3.57  HIGHEST GRADE SEXTANT.   Mid-century German navigator’s sextant of absolutely the finest quality.  This precision instrument was manufactured by the prestigious “C. PLATH” company of Hamburg, Germany, as engraved on the large arc, along with the company’s famous trademark of a stick man with sextant and serial number.  This state-of-the-art instrument is made of solid brass in its original blackened finish.  The large scale is engraved in single degrees from -5 to 124.  The index arm is equipped has an endless tangent screw with pinch stop and micrometer read out which provides an accurate reading to 1 arc minute.  It is complete with extra large index and horizon mirrors, all 4 index and 3 horizon filters.  The large focusing telescope mounts on a detachable “shoe.”  The reverse is bears 2 “feet” and a substantial Bakelite handle.  The handle is also embossed with the maker’s name and trademark.  This pristine instrument fits neatly into its beautifully-constructed solid oak box of dove-tailed construction and all brass fittings, complete with natural bristle brush and mirror adjusting wrench.  The lid of the box retains the maker’s mark on a silver medallion and the original “Sextant Certificate“ of calibration dated “29. Aug. 1955.”  The index arm measures 9 ¼ inches long and the large arc is 9 ¼ inches wide.  The box is 12 inches square by 7 inches thick.  Plath sextants are by far and away the choice of modern mariners as a most dependable back-up to their electronics.  The entire presentation is in an absolutely remarkable state of original preservation.  It would not be an overstatement to say this sextant appears to be in factory mint condition, little if ever used!  Our list price $895. for $650





13.15  U.S.  MARITIME COMMISSION SHIP’s CLOCK.  Authentic World War II vintage ship’s clock made for the U.S. Maritime Commission by the venerable Seth Thomas clock company.  The silvered brass dial is boldly marked “U.S. MARITIME COMMISSION” in the center, then “Made By Seth Thomas In U.S.A.” below the 6.  This finest quality ship’s clock is marked with large Arabic numerals swept by blackened spade hands and a large center sweep second hand.  A minute chapter ring on the periphery of the dial is marked from 5 to 60 in single second intervals.  This clock has a classic flared ship’s clock bezel which hinges open on the right secured with a thumb screw closing on the original cork gasket.  The black Bakelite case is marked on the back with the iconic “GE” (General Electric) logo.  The fully jeweled all brass movement is marked stamped the Seth Thomas logo within a diamond and is dated “8-44” (August 1944) indicating it was made during the peak of the Second World War. This clock is an good  time keeper and is in excellent cosmetic condition showing signs of actual use.  7 ¾ inches in diameter.    Our list price $549 $395

The United States Maritime Commission was an agency of the Federal Government created by the Merchant Marine Act passed on June 29, 1936.  It replaced the United States Shipping Board (U.S.S.B.) which dated from World War I.  The Merchant Marine Act formulated a Long Range merchant shipbuilding effort to design and build five hundred modern cargo ships.  These were intended to replace the World War I era vessels which comprised the bulk of the United States Merchant Marine at the time.  The Maritime Commission was also tasked with administering a subsidy program to build and operate ships under the American flag.  Further it created the United States Maritime Service for training Merchant Marine officers to man the fleet.

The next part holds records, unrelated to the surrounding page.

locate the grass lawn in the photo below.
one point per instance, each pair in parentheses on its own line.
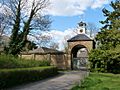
(100,81)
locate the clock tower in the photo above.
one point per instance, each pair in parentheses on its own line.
(81,28)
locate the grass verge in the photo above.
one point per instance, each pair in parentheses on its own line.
(9,61)
(13,77)
(100,81)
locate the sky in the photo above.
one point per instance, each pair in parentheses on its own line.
(65,14)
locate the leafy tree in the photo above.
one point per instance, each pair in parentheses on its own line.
(24,16)
(106,58)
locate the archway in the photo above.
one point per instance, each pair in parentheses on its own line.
(79,57)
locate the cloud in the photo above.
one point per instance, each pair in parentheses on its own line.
(73,7)
(99,3)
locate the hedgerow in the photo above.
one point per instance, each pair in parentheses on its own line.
(13,77)
(9,61)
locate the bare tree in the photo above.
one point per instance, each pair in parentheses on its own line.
(24,16)
(92,28)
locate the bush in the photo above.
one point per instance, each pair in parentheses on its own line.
(8,61)
(12,77)
(105,60)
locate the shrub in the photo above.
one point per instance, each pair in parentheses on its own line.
(12,77)
(105,60)
(8,61)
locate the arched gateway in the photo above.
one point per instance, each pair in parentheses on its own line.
(78,48)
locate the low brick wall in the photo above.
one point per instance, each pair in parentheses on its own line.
(56,59)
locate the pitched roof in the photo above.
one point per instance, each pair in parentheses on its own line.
(80,37)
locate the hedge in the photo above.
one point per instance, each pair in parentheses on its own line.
(13,77)
(9,61)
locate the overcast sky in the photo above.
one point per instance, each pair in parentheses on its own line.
(65,15)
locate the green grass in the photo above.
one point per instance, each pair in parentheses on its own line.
(8,61)
(100,81)
(17,76)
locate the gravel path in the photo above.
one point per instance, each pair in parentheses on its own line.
(65,81)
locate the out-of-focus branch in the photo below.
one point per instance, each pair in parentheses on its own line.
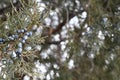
(9,7)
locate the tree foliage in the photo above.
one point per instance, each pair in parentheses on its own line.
(72,39)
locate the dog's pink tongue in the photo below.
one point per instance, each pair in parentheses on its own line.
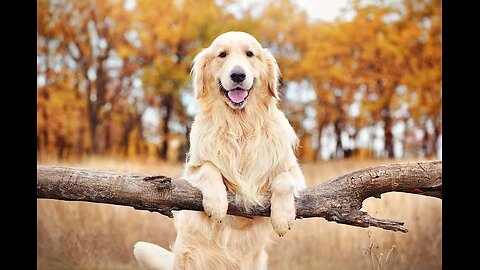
(237,96)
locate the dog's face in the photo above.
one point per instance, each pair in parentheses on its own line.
(235,68)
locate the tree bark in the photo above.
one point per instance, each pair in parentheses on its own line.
(338,200)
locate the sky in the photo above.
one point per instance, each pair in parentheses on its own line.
(326,10)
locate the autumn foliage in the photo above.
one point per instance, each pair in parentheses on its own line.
(369,83)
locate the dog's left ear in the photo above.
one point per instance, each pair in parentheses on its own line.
(273,74)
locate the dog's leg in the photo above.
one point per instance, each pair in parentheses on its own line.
(209,180)
(282,203)
(153,257)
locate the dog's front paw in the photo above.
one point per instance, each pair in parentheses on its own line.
(215,205)
(282,215)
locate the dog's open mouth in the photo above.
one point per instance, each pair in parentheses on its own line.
(236,96)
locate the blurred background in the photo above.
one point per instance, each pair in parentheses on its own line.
(361,84)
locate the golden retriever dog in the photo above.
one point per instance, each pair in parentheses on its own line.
(240,142)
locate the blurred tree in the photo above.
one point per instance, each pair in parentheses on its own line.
(169,44)
(100,65)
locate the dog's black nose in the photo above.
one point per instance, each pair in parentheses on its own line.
(238,74)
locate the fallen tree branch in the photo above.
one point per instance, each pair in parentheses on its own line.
(338,200)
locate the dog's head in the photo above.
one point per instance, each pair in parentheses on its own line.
(235,68)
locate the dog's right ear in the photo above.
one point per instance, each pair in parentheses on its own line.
(198,73)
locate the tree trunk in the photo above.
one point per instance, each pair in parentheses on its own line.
(387,120)
(339,151)
(338,200)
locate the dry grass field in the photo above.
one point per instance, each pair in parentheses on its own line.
(78,235)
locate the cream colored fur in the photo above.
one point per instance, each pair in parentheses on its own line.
(247,150)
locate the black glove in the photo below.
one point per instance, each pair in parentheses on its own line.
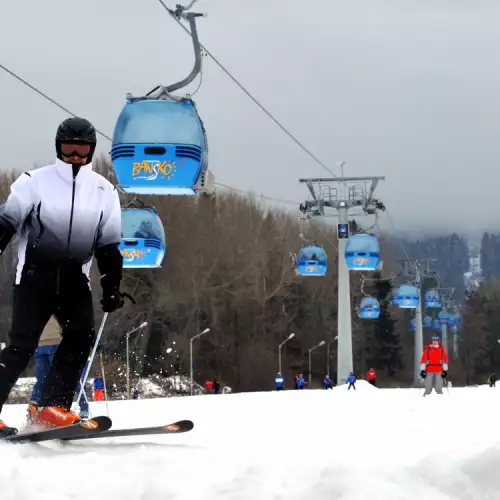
(112,299)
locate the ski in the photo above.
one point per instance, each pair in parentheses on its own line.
(83,428)
(174,428)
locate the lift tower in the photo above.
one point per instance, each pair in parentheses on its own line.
(338,196)
(415,271)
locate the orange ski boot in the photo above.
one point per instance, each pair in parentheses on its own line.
(5,430)
(32,414)
(55,416)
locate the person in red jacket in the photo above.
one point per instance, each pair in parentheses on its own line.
(371,375)
(209,387)
(434,366)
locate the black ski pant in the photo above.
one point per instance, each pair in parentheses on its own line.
(64,293)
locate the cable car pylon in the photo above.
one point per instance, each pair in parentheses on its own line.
(337,196)
(415,271)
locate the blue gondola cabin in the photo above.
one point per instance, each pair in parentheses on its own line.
(143,238)
(312,261)
(362,252)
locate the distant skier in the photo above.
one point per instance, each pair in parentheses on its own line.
(371,375)
(434,366)
(98,389)
(216,385)
(279,382)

In the late 1930's, several dozen merchant ships were built for the Commission under the original 500 shipbuilding program. Then in the late fall of 1940 the Emergency Shipbuilding program came into being, in order to support a lifeline to Great Britain and nationalize American shipbuilding in the event of war.

The first existing vessel undertaken by the Merchant Marine Act was the mighty SS AMERICA, owned by the United States Lines, which had operated in passenger service since 1940. When war appeared imminent, AMERICA was requisitioned by the U.S. Navy on June 1, 1941 and renamed USS WEST POINT for use as a troop carrier.

 From 1939 through the end of World War II the U.S. Maritime Commission funded and administered the largest, most successful merchant shipbuilding effort in history.  Thousands of ships, including Liberty ships, Victory ships, tankers and freighters were produced.  Many were converted to Navy auxiliaries, notably attack cargo ships, attack transports, escort aircraft carriers, and tankers which became fleet replenishment ships.  The Commission also was tasked with the construction of many hundreds of U.S. Navy ships including LST's, Tacoma-class frigates and troop transports.  By the end of the war, U.S. shipyards had built a total of 5,777 merchant and naval ships under Maritime Commission auspices.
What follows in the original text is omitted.